Sprawdźmy teraz, czy w którymś z tych okresów WIG-20 wychodził podczas korekty (zapewne "fali B") na przynajmniej 10 miesięczne maksima.
Jak widać sytuacja podobna do obecnej zdarzyła się w okresie minionego ćwierćwiecza dwukrotnie: w lutym 1998 na 3 tygodnie przed początkiem późniejszego silnego 7-miesięcznego załamania wywołanego kryzysem rosyjskim oraz w grudniu 2004 podczas ówczesnej bardzo łagodnej "pędzącej" bessy trwającego do maja 2005.
Jeśli osłabimy nieco powyższe kryterium szukając jedynie 7-miesięcznych maksimów dostajemy jeszcze dodatkowy sygnał w szczycie fali B w maju 2015 roku.
Spójrzmy na obecną sytuację jeszcze z innej strony: pod koniec października WIG-20 był na najniższym poziomie od 20 miesięcy. W ciągu niecałych 3 miesięcy wyszedł na 10-miesięczne maksimum. Coś takiego w przeszłości zdarzyło się jedynie raz: w lutym 1998 roku, a więc podczas korekcyjnej fali wzrostowej rozdzielającej spadki cen akcji wywołane kryzysem azjatyckim i kryzysem rosyjskim.

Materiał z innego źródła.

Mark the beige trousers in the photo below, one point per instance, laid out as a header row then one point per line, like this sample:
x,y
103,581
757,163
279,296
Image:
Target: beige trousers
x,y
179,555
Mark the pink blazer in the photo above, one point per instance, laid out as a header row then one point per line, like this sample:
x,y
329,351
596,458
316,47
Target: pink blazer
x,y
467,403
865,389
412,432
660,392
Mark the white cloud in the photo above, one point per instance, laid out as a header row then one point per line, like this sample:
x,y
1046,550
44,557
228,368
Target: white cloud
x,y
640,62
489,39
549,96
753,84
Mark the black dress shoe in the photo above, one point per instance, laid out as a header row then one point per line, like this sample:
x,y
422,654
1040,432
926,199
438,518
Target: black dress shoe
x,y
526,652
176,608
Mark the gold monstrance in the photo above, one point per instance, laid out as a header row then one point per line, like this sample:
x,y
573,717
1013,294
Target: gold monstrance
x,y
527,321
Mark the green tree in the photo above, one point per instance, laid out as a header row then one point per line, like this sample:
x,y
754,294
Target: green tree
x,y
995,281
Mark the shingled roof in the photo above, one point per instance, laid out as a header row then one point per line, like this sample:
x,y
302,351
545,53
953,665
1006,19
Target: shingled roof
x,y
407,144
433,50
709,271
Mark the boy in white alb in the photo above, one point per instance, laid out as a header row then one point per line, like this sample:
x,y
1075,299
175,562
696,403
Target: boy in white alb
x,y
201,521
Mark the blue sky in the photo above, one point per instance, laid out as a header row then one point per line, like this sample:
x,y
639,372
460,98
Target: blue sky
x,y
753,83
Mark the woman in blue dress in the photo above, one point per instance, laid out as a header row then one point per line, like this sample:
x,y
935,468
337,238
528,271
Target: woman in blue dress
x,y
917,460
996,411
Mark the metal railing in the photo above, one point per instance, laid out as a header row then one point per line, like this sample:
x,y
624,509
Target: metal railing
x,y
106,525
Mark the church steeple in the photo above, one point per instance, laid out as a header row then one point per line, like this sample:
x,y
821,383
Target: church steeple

Jeśli damy na ten wzrost nie 3 a 4 miesiące, to pojawi się dodatkowy sygnał z września 2012 - tym razem już w trakcie hossy (bardzo słabej na WIG-20).
Co ciekawe powtarzającą się przy obu podejścia analogię obecnej sytuacji do tej z lutego 1998 przypomniałem tu 3 dni temu komentując informację o najwolniejszym od 1990 roku tempie wzrostu chińskiej gospodarki w ub. r. ("Chiny zwalniają ale nadal unikają kryzysu").
Oczywiście nie wiadomo, czy wersja bessy przerabiana w latach 1997-1998 zostanie ponownie wdrożona w latach 2018-2019. Można jedynie stwierdzić, że dotychczasowe zachowanie rynku tego nie "wyklucza".
A co jeśli w jakiś magiczny sposób problemy z trwającym na świecie spowolnieniem gospodarczym, restrykcyjną polityką FED, Brexitem i amerykańsko-chińskim sporem handlowym zostaną w jakiś magiczny sposób rozwiązane i rzeczywiście mamy już hossę, albo przynajmniej tak łagodną bessę jak ta z lat 2004-2005? No cóż, zarówno w 2005 jak i 2012 roku można było jeszcze trochę poczekać z decyzją o kupnie akcji: po sygnale z grudnia 2004 WIG-20 był niżej 1,5 miesiąca później i 5,5 miesiąca później, a po sygnale z września 2012 WIG-20 był niżej 2 miesiące później. Wydaje się więc, że gdyby zaszła taka potrzeba, to na ewentualną zmianę zdania co do średnioterminowych perspektyw rynku akcji jeszcze będzie czas.
Podsumowania: wyjście WIG-20 na najwyższy poziom od prawie 11 miesięcy dowodzi dużej siły segmentu akcji dużych spółek krajowego rynku, ale nie jest sprzeczne z preferowanym scenariuszem, w którym jest to jedynie korekta cyklicznej bessy. Obecna sytuacja wykazuje największe podobieństwo do tej z lutego 1998 roku, na 3 tygodnie przed początkiem kolejnej fali ówczesnej cyklicznej bessy wywołanej kryzysem rosyjskim.